Le CHM traine derrière lui un lourd passé d'enfermements et de douleurs. Une idéologie persistante qui n'a plus de raison d'être. Les préjugés colportés par l'incompréhension continuent d'appliquer ce tatouage dénigreur, mettant à mal le travail précieux du personnel du CHM.

Depuis l'avènement des neuroleptiques et des antidépresseurs, les soins à la personne ont gagné en efficacité. Les traitements thérapeutiques par l'activité physique, la réinsertion dans la vie sociale, les thérapies par le travail, la création, le dialogue, l'écoute... le plan de sectorisation psychiatrique, toutes ces actions mêlées au savoir-faire contribuent à une prise en charge adaptée de qualité des personnes en souffrance.

Madame Champel, directrice des soins du CHM (son rôle est, entre autres, de décliner la politique des soins au sein de l'établissement en collaboration étroite avec le corps médical) a aimablement accepté d'enrichir notre compréhension de la prise en charge psychiatrique : -« En psychiatrie nous sommes dans une prise en charge globale du patient. L'ambition est de le réinsérer dans la société. Certains ont une pathologie qui nécessite une présence médicale et paramédicale rapprochée. C'est le temps de la prise en charge de la crise. Donc, à ce moment-là, ils peuvent être dans un secteur fermé, parfois avec des mesures de contraintes d'hospitalisation, compte tenu des risques susceptibles de survenir sur la voie publique, pour eux-mêmes ou pour la société. Cela intervient, soit à la demande d'un tiers, soit à la demande du représentant de l'État. Ce sont des mesures d'urgence où il y a des prises en charge aigües. Selon l'évolution du patient, cela peut durer un jour, plusieurs jours, voire des semaines. Le service est pourvu de chambres individuelles et sécurisées. »

Madame Champel m'explique qu'il y a également des hospitalisations libres à l'Hôpital de Montfavet. « Ce sont des patients qui savent qu'ils ont besoin de soins. »

Le CHM est pourvu d'unités de resocialisation. « Elles accueillent des patients qui sont au CHM depuis longtemps, ou qui ont un parcours de soin plus long. Ces patients ont besoin d'être réinsérés dans la société. Nous dispensons également des activités à but thérapeutique. »
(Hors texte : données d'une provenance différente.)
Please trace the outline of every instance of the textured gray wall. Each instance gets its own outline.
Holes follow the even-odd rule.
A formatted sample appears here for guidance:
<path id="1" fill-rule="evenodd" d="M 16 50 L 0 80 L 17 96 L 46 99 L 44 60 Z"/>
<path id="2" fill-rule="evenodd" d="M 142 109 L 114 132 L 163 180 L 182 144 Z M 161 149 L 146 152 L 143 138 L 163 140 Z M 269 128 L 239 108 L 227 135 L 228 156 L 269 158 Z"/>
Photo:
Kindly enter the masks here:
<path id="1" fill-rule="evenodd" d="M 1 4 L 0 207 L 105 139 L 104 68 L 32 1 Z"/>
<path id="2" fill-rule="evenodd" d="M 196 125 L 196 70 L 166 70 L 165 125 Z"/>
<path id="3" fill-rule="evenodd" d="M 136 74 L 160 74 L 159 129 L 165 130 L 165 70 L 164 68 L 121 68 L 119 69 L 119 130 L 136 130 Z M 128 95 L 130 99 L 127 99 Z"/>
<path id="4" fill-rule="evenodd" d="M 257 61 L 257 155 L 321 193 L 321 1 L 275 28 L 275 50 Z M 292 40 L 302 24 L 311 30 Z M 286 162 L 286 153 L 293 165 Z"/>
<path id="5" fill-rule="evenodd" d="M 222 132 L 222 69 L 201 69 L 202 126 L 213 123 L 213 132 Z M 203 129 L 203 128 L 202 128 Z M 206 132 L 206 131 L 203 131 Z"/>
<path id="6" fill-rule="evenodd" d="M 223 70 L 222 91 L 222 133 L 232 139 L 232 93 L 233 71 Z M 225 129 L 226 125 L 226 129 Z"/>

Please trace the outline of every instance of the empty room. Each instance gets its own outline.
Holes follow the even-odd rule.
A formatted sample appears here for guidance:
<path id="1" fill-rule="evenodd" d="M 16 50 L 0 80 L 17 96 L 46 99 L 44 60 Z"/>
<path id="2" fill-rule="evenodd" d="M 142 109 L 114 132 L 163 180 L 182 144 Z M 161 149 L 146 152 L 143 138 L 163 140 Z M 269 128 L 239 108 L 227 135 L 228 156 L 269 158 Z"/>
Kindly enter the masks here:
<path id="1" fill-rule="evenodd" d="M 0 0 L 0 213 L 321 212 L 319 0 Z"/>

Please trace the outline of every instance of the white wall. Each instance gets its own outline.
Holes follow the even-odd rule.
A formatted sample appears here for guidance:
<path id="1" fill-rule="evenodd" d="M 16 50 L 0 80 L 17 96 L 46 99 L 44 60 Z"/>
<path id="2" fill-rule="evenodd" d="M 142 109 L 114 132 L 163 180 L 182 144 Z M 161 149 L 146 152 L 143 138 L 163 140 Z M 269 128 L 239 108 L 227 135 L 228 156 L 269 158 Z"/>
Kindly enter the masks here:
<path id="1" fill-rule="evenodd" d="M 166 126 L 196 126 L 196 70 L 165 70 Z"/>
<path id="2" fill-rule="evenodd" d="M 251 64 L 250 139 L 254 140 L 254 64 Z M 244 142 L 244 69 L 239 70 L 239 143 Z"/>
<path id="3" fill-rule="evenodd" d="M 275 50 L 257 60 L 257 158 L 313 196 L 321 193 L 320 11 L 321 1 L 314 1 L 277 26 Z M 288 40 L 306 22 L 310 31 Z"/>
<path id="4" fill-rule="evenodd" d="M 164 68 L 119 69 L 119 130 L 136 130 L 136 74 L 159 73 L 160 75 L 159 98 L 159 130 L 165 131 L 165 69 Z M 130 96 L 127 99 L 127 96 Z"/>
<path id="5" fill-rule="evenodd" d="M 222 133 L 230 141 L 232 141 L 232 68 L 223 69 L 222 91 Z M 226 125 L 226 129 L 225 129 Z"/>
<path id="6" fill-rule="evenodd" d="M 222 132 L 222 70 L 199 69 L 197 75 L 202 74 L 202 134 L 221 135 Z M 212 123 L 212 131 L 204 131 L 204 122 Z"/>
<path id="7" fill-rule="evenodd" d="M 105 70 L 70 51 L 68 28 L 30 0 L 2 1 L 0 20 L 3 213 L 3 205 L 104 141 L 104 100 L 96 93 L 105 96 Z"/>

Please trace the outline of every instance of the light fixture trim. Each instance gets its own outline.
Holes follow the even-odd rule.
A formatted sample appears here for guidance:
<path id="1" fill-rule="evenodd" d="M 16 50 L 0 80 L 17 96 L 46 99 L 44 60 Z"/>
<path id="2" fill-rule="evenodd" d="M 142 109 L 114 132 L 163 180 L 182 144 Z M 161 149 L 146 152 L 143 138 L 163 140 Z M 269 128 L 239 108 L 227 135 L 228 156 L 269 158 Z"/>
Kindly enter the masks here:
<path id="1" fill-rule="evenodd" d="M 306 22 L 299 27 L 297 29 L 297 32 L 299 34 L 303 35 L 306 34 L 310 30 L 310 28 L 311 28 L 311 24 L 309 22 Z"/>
À la sortie, les patients sont suivis par les filières du C.M.P, du C.A.T.T.P ou l'hôpital de jour. « C'est la filière la plus importante, la psychiatrie ne pourrait pas se concevoir sans eux. La maladie psychiatrique ne se guérit pas vraiment. Nous traitons les gens, ils vont mieux, mais la récidive est toujours envisageable. Il y a un suivi, certains patients viennent deux ou trois jours par semaine en hôpital de jour. Ils ont une consultation avec l'infirmière, avec le psychiatre ou avec le psychologue. Le dispositif permet d'éviter les rechutes, les grosses décompensations (rupture d'un équilibre physiologique ou retour des effets d'une fonction lésée) avec des risques de passage à l'acte... Le but est que le patient soit toujours dans une dynamique de prise en charge de sa maladie, mais aussi dans une dynamique de réinsertion. »

Tous les patients ont des parcours différents. Certains ne sont jamais venus au CH de Montfavet. « C'est la file active. Ils peuvent être suivis dans leurs secteurs. L'idéal c'est d'avoir un travail en réseau, avec un maillage des pôles qui couvrent tout le territoire et tous les patients. Il faut être présent à tous les niveaux de la maladie, qu'elle soit aiguë, stabilisée ou chronique. »

La pédopsychiatrie est également présente. « Elle est composée d'unités pour parents et bébés. Dans le pôle de soins au long cours, nous avons des patients qui sont hospitalisés depuis l'enfance. Puisque dans la maladie psychiatrique vous pouvez très bien avoir l'autiste qui a une psychose. En général, les enfants sont suivis en CMP, hôpital de jour, on les retrouve pour beaucoup sur les structures extérieures. L'hospitalisation intervient davantage chez les adolescents non détectés et qui ont un passage à l'acte avec une tentative de suicide. Cela n'a rien à voir avec la psychiatrie de l'adulte ».